UNE RUSE
Ma sonnette de rue tinta. Je m’éveillai.
Jean, mon domestique, parut.
Il tenait une lettre qui disait :
« Madame Pralus
Prie avec instance
M. le docteur Célance
De passer chez elle immédiatement.»
Je réfléchis
Et répondis :
« Le docteur, fort souffrant,
Prie Mme Pralus de vouloir bien
Appeler son confrère M. Damien.»
Je rendais à Jean le pli
Et me rendormis.
Une demi-heure après,
De nouveau, Jean me réveillait :
-Il y a quelqu’un dans l’entrée
Qui voudrait vous parler.
Il dit
Qu’il y va de la vie
De deux personnes.
Je me dressai :
-Faites entrer.
M’apparut une espèce de fantôme.
Dès que Jean fut sorti,
Il se découvrit.
C’était Mme Pralus. Elle passait
Pour la plus jolie fille
De la ville.
Il y a trois ans,
Elle avait épousé
Un gros commerçant.
Elle avait l’air affolé.
Ses mains tremblaient.
Elle balbutia : -Vite,…Docteur,...venez !
…Mon amant vient de décéder…
Dans ma chambre…Mon mari va rentrer…
-C’est vous qui êtes venue tout à l’heure ?
-Non,…c’est ma bonne…Elle sait…
Moi, auprès de lui,…j’étais restée.
J’ai si peur…
Oh, si vous saviez comme je l’aimais !
Jusqu’aux cheveux, elle s’est enveloppée.
Et nous partîmes dans mon coupé.
À peine étions-nous arrivés
Que dans sa chambre je vis le corps
Étendu au beau milieu. Je le considérais.

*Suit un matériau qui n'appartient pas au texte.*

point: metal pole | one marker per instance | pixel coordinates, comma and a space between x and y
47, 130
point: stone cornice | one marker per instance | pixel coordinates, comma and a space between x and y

Je palpai les mains; je le tâtai encore.
Puis je dis aux deux femmes qui grelottaient :
-Aidez-moi à le porter sur le lit.
Habillons-le.; c’est fini.
Mme Pralus saisit la tête de son amant,
La regarda désespérément,
Puis l’étreignit
Et murmura simplement : -Adieu, chéri.
La porte d’entrée s’ouvrit à ce moment
Et se referma lourdement.
C’était Lui, déjà. On sursautait.
-Apportez-moi des serviettes
Et une cuvette !
J’entendis les pas monter.
Alors je l’ai appelé: -Par ici,
Nous avons eu un accident, cher ami.
Le mari stupéfait demanda :
-Qu’y a-t-il ? Qu’est-ce que cela ?
-J’étais resté à bavarder avec votre femme
Et notre ami Pierre d’Haulame.
Voilà que soudain il s’est affaissé.
Je commençais
À lui porter les premiers soins…
Aidez-moi donc à le descendre.
Il n’habite pas loin.
Je l’ausculterai mieux dans sa chambre ;
L’époux surpris, mais sans méfiance
Me prêta assistance.
On empoigna son rival désormais inoffensif.
Nous voilà dans la rue avec l’escogriffe.
Je le redressai, l’encourageai, lui causai.
(Il fallait aussi tromper mon cocher) :
-Allons, ce ne sera rien, mon ami.
Faites un petit effort et ce sera fini.
On le bascula dans le coupé.
Derrière lui, je montai.
Le mari inquiet
Me demandait :
-C’est grave, pensez-vous ?
-Non, non ; à demain !
Elle, avait pris le bras de son époux.
Je serrai les mains.
Et donnai l’ordre :-Chez d’Haulame. Allez !
Le mort tombait sur mes genoux sans arrêt.
Quand enfin chez l’amant on arrivait,
J’annonçais, faisant le malin :
-« Il a perdu connaissance en chemin. »
Je constatai ensuite le décès
Et rentrai me coucher.
Signé du pseudo : Aimé Voux
Le sage doit quitter la vie avec autant de décence qu’il se retire d’un festin.